This is part I - for part II - see "Xen and the Linux x86 zero page"
"Code that should not run should never run"
The fact that code that should not run should never run seems like something stupid and obvious but it turns out that its actually easier said than done on very large software projects, particularly on the Linux kernel. One term for this is "dead code". The amount of dead code on Linux has increased over the years due to the desire by Linux distributions to want a single Linux kernel binary to work on different run time environments. The size and complexity of certain features increases the difficulty of proving that dead code never runs. Using a single kernel binary is desirable given that the alternative is we'd have different Linux kernel binary packages for each major custom run time environment we wish to use and among other things this means testing and validating multiple kernels. A really complex modern example, which this post will focus on, is dead code which is possible as a consequence of how we handle support for different hypervisors on the Linux kernel.
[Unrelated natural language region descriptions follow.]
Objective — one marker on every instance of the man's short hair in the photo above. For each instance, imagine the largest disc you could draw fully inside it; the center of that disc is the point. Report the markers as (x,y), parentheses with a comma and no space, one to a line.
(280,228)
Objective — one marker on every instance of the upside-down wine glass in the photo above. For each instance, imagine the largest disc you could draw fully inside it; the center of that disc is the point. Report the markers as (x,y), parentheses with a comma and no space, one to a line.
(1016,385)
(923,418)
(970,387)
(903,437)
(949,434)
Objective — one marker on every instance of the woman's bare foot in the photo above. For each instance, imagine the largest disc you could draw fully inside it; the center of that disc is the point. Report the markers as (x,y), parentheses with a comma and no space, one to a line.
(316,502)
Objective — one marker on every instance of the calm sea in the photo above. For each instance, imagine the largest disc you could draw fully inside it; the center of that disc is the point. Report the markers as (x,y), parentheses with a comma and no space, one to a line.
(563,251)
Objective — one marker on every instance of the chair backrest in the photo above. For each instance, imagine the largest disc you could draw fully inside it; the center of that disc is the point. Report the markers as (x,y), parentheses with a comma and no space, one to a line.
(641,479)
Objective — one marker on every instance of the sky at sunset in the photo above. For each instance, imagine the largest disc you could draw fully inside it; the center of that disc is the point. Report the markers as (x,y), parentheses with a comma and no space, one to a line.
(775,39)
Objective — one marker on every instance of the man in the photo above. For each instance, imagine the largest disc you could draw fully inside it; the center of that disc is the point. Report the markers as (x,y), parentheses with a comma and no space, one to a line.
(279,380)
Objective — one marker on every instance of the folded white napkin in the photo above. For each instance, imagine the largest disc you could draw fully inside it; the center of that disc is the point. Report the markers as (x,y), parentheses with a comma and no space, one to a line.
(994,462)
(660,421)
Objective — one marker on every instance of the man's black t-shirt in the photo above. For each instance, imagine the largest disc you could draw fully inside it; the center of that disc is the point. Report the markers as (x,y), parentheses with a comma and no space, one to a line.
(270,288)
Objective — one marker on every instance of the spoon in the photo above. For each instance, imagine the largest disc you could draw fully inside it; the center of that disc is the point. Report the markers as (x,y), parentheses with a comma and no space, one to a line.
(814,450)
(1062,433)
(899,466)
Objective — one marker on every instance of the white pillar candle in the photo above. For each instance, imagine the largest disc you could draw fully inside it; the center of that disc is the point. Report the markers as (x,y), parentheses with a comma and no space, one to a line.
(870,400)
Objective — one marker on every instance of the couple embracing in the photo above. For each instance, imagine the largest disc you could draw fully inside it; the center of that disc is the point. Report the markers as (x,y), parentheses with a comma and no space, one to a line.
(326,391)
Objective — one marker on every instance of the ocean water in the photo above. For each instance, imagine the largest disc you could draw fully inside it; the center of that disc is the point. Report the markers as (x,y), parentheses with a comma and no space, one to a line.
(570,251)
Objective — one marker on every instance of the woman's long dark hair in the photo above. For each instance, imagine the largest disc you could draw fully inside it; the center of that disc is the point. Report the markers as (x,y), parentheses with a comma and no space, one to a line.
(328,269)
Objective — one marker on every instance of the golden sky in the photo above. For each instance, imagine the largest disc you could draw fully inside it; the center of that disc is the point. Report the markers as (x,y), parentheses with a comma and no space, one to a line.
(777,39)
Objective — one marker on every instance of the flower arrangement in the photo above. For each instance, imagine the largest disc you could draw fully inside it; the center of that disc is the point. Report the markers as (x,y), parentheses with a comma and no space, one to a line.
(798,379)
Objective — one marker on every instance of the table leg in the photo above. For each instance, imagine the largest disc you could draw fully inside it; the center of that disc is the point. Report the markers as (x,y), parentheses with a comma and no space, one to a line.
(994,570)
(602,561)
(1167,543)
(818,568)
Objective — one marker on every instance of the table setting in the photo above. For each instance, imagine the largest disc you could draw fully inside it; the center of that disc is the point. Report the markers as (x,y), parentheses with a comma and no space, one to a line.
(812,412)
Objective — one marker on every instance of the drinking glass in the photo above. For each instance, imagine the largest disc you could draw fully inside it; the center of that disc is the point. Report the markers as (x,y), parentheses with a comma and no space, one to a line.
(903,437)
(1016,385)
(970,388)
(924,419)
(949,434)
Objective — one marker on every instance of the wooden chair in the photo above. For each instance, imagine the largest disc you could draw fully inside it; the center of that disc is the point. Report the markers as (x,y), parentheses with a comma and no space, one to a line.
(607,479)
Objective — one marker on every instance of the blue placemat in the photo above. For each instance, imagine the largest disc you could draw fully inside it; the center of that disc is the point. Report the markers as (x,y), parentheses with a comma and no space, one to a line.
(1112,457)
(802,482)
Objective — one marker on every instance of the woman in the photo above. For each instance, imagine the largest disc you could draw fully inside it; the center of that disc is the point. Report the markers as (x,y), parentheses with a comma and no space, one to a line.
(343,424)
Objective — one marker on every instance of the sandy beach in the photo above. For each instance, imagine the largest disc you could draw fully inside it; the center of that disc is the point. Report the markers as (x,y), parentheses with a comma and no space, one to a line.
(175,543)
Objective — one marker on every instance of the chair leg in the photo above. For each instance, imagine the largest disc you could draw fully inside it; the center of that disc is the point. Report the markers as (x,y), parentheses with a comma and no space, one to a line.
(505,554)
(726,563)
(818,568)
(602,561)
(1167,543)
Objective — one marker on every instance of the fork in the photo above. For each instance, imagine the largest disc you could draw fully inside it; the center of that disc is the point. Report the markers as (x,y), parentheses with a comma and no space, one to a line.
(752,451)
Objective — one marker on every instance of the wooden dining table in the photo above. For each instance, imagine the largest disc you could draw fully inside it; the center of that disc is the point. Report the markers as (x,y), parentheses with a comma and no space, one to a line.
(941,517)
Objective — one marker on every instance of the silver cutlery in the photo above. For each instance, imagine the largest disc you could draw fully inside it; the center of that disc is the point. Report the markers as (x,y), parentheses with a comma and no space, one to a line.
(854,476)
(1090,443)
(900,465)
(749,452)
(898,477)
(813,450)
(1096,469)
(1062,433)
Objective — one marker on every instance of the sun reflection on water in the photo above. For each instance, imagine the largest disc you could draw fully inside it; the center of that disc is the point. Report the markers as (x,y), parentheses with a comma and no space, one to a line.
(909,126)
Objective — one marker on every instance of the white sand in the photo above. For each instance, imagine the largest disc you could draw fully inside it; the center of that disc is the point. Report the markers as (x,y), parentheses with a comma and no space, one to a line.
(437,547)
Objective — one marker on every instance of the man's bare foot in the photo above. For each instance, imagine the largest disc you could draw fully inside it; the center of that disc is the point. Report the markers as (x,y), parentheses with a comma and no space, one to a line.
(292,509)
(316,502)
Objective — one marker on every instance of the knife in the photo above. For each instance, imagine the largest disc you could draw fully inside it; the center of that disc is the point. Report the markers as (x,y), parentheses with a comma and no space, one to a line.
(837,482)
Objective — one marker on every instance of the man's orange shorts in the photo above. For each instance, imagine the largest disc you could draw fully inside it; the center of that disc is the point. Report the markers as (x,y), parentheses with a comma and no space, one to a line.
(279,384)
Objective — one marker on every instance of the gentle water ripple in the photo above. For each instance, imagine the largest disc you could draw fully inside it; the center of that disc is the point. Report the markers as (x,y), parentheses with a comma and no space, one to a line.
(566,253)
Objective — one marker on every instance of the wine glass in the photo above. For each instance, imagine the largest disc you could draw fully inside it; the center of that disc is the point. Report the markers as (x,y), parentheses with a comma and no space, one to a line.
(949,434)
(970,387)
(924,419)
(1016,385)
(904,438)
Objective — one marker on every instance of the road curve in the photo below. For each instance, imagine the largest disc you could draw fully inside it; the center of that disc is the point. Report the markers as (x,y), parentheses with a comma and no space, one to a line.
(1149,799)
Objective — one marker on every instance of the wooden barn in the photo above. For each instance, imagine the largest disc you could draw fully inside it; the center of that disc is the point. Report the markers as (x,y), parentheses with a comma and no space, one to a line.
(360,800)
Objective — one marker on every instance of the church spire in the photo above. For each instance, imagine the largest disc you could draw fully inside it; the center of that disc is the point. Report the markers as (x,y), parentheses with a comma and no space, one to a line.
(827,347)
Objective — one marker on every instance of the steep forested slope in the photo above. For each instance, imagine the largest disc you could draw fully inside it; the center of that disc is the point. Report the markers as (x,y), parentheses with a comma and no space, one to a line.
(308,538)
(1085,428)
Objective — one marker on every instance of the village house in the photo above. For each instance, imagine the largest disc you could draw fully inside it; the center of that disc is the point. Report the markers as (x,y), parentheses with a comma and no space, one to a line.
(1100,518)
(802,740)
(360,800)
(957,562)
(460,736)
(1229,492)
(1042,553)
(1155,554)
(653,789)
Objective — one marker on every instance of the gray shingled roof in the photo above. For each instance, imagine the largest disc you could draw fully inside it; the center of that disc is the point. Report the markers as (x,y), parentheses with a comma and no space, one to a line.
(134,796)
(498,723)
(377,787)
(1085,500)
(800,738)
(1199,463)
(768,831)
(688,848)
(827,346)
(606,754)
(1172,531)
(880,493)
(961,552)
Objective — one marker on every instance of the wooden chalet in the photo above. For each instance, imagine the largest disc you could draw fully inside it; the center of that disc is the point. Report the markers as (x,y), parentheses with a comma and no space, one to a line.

The purpose of this post is to create awareness about the problem, clean resolutions to these problems have been already integrated upstream for a few features, and you should be seeing a few more soon.
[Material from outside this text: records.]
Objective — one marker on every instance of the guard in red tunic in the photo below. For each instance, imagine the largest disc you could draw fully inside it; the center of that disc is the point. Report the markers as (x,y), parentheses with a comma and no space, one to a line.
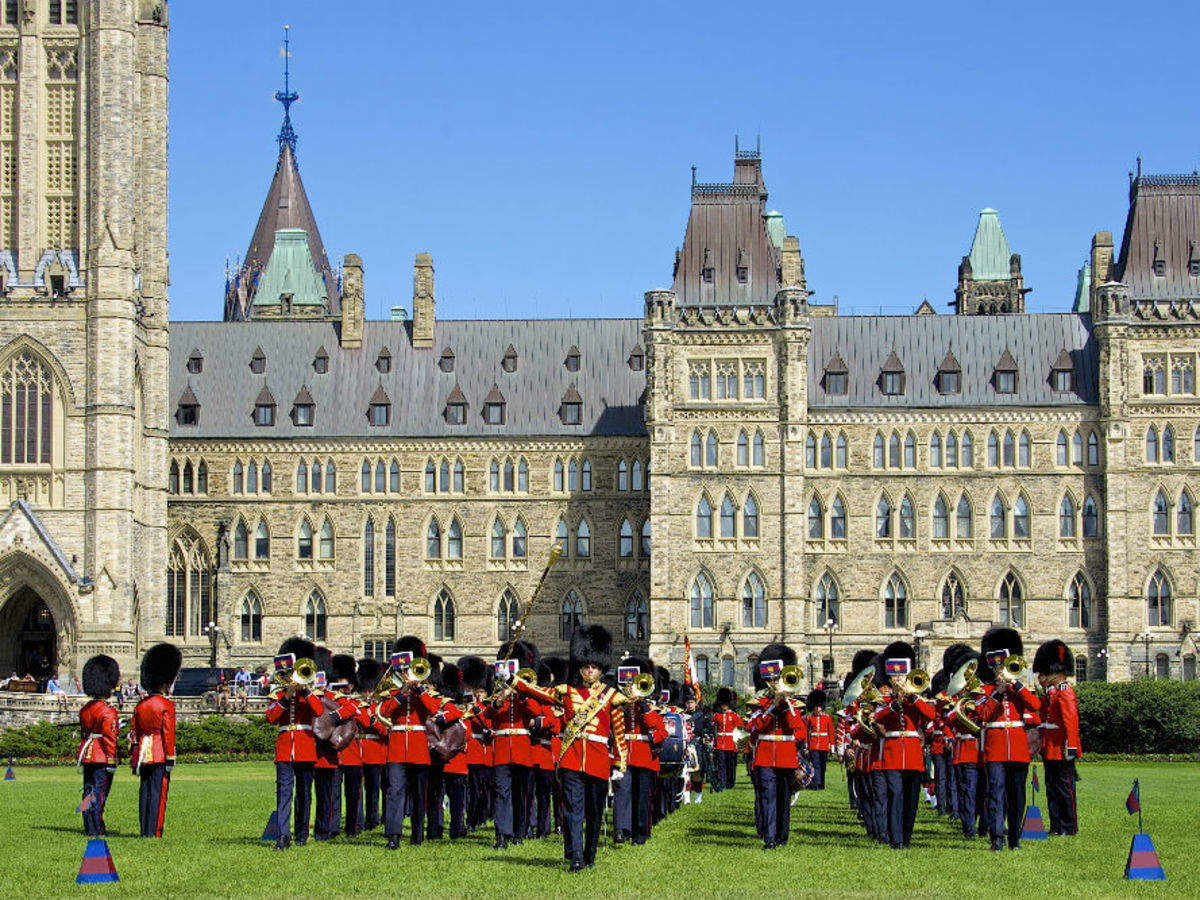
(97,749)
(899,724)
(820,727)
(153,736)
(592,738)
(408,709)
(293,706)
(775,756)
(1060,733)
(725,721)
(1006,709)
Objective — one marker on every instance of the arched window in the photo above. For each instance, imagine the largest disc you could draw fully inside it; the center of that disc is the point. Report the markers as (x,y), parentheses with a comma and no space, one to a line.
(251,619)
(443,616)
(637,618)
(570,615)
(1162,514)
(828,610)
(1079,611)
(941,519)
(325,541)
(750,517)
(262,541)
(315,617)
(953,599)
(625,541)
(507,615)
(304,544)
(838,519)
(816,520)
(519,539)
(729,517)
(1158,600)
(433,540)
(963,519)
(701,605)
(1012,604)
(754,603)
(883,519)
(369,558)
(1067,517)
(703,519)
(895,603)
(191,580)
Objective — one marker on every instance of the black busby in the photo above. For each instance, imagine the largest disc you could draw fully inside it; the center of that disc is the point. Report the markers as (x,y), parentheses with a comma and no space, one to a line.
(523,652)
(591,646)
(300,647)
(160,666)
(367,676)
(477,672)
(1053,658)
(100,676)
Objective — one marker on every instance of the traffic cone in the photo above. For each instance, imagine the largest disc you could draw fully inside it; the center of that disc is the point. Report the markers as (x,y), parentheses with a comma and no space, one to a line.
(97,864)
(1143,863)
(1033,829)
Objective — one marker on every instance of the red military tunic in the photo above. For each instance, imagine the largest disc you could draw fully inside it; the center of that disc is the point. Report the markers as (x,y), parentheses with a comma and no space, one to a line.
(775,735)
(589,753)
(408,711)
(293,714)
(1060,729)
(901,744)
(153,732)
(97,729)
(1005,714)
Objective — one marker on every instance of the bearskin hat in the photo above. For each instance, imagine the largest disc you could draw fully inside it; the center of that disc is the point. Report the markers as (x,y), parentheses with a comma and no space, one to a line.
(477,672)
(523,652)
(100,676)
(1053,658)
(409,643)
(300,647)
(160,666)
(367,677)
(591,646)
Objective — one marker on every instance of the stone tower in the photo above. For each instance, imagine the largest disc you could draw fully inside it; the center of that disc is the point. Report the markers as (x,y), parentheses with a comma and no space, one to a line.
(84,354)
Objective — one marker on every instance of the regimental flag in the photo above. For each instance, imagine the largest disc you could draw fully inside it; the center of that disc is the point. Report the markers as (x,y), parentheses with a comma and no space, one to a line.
(97,864)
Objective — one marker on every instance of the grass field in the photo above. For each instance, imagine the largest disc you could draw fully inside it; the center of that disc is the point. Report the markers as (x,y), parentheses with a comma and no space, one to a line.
(217,813)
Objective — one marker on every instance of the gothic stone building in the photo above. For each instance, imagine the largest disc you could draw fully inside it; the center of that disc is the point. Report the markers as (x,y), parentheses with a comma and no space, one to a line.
(737,463)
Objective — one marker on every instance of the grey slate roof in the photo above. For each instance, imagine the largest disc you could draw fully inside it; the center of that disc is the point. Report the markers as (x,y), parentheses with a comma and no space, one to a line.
(417,385)
(1033,341)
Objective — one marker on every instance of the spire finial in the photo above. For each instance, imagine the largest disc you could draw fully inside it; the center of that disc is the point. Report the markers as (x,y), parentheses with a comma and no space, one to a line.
(287,96)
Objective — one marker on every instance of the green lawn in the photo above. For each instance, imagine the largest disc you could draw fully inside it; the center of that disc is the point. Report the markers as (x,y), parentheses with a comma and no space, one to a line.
(217,814)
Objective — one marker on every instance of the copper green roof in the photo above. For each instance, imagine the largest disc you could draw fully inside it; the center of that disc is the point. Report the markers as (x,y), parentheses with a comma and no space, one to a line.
(989,250)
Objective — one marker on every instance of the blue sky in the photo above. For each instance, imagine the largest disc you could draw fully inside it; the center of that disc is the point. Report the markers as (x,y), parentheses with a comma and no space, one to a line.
(543,154)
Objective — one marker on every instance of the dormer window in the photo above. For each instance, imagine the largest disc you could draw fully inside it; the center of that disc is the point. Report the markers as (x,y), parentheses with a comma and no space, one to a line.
(384,361)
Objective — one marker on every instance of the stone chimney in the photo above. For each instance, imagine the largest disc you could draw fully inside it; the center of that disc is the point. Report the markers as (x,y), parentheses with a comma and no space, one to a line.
(352,300)
(423,301)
Back in the day you needed a custom kernel binary if you wanted to use the kernel with specific hypervisor support. To solve this the Linux kernel paravirtualization operations, aka paravirt_ops, or even shorter just pv_ops, was chosen as the mechanism to enable different hypervisor solutions to co-exist with a single kernel binary. Although pv_ops was welcomed with open arms back in the days as a reasonable compromise, these days just the mention of "pv_ops" to any kernel developer will cause a cringe. There are a few reasons to hate pv_ops these days, given the praise over it back in the day its perhaps confusing why people hate them so much now, this deserves some attention. Below are a few key reasons why developers hate pv_ops today.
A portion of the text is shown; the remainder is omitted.